Saya tuh gatel banget buat ngomong gini:
Budhe, hidup Budhe dan hidup anak Budhe tidak berakhir waktu anak Budhe jadi ibu rumah tangga.
Seperti banyak pintu dan banyak tahap di dalam kehidupan ini, menjadi ibu rumah tangga adalah salah satu pintu dan tahap saja yang dipilih dengan kesadaran penuh dan pertimbangan matang.
Apakah dengan menjadi ibu rumah tangga seseorang kehilangan jati diri? Tidak.

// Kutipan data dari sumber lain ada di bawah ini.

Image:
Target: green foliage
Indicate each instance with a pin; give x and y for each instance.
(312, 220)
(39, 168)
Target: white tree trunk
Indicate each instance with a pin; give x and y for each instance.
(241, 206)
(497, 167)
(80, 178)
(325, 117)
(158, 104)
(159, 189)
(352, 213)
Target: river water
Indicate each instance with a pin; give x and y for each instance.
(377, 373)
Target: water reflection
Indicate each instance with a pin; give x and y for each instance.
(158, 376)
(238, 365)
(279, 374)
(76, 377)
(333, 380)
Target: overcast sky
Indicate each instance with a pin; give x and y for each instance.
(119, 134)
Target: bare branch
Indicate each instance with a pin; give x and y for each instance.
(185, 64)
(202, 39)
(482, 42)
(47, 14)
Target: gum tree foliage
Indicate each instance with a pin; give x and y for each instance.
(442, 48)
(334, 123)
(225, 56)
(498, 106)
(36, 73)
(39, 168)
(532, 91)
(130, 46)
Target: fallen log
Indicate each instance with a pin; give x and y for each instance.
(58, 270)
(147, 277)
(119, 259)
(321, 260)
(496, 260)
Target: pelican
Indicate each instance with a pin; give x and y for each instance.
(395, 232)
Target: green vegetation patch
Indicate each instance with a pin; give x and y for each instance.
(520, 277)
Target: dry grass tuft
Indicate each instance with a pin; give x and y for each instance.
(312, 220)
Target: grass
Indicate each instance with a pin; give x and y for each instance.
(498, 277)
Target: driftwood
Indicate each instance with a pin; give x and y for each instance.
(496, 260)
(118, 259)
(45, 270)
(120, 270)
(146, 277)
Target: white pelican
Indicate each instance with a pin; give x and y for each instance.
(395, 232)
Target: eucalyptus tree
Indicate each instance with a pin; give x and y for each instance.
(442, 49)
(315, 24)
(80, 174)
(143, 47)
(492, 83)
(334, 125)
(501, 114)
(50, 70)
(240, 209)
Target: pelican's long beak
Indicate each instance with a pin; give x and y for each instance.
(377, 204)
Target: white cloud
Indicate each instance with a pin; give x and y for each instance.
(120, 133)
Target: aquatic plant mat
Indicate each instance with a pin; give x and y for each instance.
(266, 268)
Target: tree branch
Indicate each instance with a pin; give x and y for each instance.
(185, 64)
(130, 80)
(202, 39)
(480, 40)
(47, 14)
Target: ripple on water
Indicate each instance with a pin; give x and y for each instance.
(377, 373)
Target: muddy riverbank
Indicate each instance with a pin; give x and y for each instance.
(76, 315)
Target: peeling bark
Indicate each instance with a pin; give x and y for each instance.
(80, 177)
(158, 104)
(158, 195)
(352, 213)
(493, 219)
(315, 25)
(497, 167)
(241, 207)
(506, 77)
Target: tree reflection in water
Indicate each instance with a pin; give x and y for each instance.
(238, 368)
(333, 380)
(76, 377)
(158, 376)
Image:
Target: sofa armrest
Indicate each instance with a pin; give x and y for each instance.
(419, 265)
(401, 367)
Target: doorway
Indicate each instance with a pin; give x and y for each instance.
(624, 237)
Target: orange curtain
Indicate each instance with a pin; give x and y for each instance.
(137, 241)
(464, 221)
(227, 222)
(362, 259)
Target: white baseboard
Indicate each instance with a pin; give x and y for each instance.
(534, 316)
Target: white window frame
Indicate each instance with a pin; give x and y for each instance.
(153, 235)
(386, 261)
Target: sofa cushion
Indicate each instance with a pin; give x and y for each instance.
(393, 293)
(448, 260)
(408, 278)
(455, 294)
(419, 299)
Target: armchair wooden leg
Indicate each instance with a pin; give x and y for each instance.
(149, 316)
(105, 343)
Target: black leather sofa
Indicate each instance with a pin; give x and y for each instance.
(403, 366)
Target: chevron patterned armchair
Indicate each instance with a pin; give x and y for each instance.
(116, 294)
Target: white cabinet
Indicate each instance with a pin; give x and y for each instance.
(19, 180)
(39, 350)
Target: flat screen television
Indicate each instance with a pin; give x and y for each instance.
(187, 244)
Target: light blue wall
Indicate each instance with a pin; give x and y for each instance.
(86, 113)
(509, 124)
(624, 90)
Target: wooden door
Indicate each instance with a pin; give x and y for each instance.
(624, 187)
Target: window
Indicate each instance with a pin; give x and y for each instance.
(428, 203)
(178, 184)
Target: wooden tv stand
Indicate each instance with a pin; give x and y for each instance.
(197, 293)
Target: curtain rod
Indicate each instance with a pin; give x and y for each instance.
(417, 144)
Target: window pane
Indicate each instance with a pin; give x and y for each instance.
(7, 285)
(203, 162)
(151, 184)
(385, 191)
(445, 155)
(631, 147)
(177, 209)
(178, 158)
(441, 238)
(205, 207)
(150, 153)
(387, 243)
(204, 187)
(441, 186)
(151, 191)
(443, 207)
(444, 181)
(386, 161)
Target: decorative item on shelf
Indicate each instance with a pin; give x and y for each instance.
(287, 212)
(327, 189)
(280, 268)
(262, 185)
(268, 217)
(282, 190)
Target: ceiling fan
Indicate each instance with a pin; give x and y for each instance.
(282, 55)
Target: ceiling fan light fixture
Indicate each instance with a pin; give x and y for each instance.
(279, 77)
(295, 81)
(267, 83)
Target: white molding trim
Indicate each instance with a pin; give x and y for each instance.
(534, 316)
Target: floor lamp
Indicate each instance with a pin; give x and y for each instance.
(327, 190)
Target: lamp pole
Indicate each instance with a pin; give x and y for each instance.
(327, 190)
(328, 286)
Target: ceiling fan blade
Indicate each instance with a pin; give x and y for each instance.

Apakah dengan menjadi ibu rumah tangga seseorang tidak bisa berkarya? Duh, sini saya kenalin ke Institut Ibu Profesional dan Kelas Literasi Ibu Profesional. Orang-orang di sana ada yang bekerja di ranah publik, ada yang menemani anak di rumah, ada yang menjadi ahli di media sosial, pokoknya semuanya hebat dengan cerita perjuangan dan bakat masing-masing.
Saya melihat keputusan anak si Budhe untuk pindah ke Jepang sudah bulat dan si Budhe masih keukeuh anaknya nggak akan bisa ngurus rumah dan balita tanpa bantuannya.
Memang selain mengurus cucu, sehari-hari Budhe juga mengurus rumah dan memasak untuk keperluan anak, menantu, dan cucunya. Pokoknya tetangga-tetangga sekitar rumah sering kasihan melihat wajah Budhe yang kelelahan setiap sore.
Gimana nggak capek, wong semua dikerjakan sendiri di usia sepuh. Mama si anak terima beres saja setiap kali pulang bekerja dari Jakarta pukul 8, 9, atau 10 malam. Papa si anak jarang berada di rumah karena bekerja di proyek.
Jadi selama ini si Budhe membiarkan dirinya digandoli dan sekarang dia keberatan ketika anaknya mau mandiri!
Saya jadi mengingat-ingat reaksi kedua orang tua saya ketika saya memutuskan menjadi ibu rumah tangga. Keputusan saya waktu itu tepat karena anak pertama kami lahir dalam keadaan sakit dan membutuhkan monitoring. Akan tetapi, mengingat natur dan rotasi di pekerjaan suami saya, itu adalah keputusan yang paling tepat bagi keluarga kami.
Saya tekankan lagi, bagi keluarga kami, ya. Bukan bagi keluarga kamu, keluarga dia, atau keluarga orang lain. Bagi kami saja.